Nachdem sich der EZB-Rat in der letzten Woche getroffen hat, ist nun die US-Fed in dieser Woche an der Reihe. Hier wird erwartet, dass die Zentralbank ankündigen wird, dass sie ihr Anleihenkaufprogramm auslaufen lassen wird. Darüber hinaus findet auch die nächste Sitzung der Bank of England in dieser Woche statt. Aufgrund von Aussagen seitens der englischen Zentralbank in den letzten Wochen rechnen die Finanzmärkte damit, dass evtl. schon in dieser Woche, spätestens aber im Dezember eine Zinserhöhung stattfinden könnte.

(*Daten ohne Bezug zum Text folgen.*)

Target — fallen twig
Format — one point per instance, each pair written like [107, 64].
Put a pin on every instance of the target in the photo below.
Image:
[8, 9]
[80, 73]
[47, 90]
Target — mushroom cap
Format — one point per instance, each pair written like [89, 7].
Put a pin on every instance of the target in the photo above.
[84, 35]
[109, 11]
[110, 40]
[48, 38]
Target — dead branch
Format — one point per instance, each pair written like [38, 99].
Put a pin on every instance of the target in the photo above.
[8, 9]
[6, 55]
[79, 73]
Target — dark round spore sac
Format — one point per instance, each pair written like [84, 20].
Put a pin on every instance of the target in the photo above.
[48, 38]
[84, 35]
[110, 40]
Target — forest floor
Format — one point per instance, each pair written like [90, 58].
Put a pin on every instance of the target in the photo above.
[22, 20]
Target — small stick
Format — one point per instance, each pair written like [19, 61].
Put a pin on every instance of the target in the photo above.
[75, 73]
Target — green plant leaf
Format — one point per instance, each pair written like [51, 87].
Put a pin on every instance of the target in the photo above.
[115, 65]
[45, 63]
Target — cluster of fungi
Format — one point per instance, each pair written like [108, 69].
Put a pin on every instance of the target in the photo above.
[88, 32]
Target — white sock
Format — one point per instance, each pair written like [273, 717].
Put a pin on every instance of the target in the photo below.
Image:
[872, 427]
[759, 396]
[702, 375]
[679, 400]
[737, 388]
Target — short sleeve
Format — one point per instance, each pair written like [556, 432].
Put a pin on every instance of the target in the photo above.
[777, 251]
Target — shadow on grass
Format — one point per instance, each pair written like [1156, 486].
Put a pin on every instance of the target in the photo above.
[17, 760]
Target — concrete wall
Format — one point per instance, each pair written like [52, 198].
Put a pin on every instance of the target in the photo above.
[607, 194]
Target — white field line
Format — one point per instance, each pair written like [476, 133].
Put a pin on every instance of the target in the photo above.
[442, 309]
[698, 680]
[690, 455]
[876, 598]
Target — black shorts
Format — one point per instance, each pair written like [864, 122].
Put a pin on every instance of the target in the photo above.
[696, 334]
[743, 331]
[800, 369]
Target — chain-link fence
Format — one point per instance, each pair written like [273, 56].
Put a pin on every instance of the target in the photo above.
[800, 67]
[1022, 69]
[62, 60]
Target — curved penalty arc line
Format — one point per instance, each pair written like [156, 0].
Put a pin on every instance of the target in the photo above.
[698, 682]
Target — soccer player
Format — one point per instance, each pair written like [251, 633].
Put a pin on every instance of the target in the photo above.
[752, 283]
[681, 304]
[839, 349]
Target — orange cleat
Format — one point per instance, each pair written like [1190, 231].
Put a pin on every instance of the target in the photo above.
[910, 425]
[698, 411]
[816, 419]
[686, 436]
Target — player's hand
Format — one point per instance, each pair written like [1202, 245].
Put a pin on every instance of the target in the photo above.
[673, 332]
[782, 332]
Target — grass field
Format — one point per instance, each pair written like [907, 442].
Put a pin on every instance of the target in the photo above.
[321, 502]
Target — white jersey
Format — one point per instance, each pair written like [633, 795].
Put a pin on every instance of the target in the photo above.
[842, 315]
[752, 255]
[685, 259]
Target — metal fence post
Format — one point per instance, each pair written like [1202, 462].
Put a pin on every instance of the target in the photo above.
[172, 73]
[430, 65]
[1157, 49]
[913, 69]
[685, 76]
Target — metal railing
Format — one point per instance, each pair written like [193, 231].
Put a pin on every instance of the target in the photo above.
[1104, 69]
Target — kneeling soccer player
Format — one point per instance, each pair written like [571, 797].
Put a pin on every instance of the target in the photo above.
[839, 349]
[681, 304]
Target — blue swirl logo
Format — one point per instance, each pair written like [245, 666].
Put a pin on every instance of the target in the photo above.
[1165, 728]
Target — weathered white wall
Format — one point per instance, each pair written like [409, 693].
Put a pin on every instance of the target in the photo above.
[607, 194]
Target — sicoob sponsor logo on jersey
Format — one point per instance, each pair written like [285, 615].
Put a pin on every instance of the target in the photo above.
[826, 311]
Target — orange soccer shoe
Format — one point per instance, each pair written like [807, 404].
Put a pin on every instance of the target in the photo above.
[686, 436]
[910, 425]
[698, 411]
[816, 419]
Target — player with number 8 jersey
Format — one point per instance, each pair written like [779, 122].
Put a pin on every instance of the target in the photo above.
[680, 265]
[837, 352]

Es bleibt dabei, dass es die Notenbanken bei der Rücknahme der ultra-lockeren Geldpolitik nicht leicht haben. Während die Inflationsraten weiter hoch bleiben, könnte die wirtschaftliche Entwicklung in den nächsten Monaten stagnieren („Stagflation“). Darüber dürfen auch die eingangs erwähnten, hohen BIP-Wachstumszahlen nicht hinwegtäuschen, denn sie spiegeln größtenteils den Aufschwung während der „Wiedereröffnung“ der Volkswirtschaften nach den Lockdowns wider. Dies bedeutet, dass sich diese Wachstumsraten wahrscheinlich nicht so bald wiederholen werden.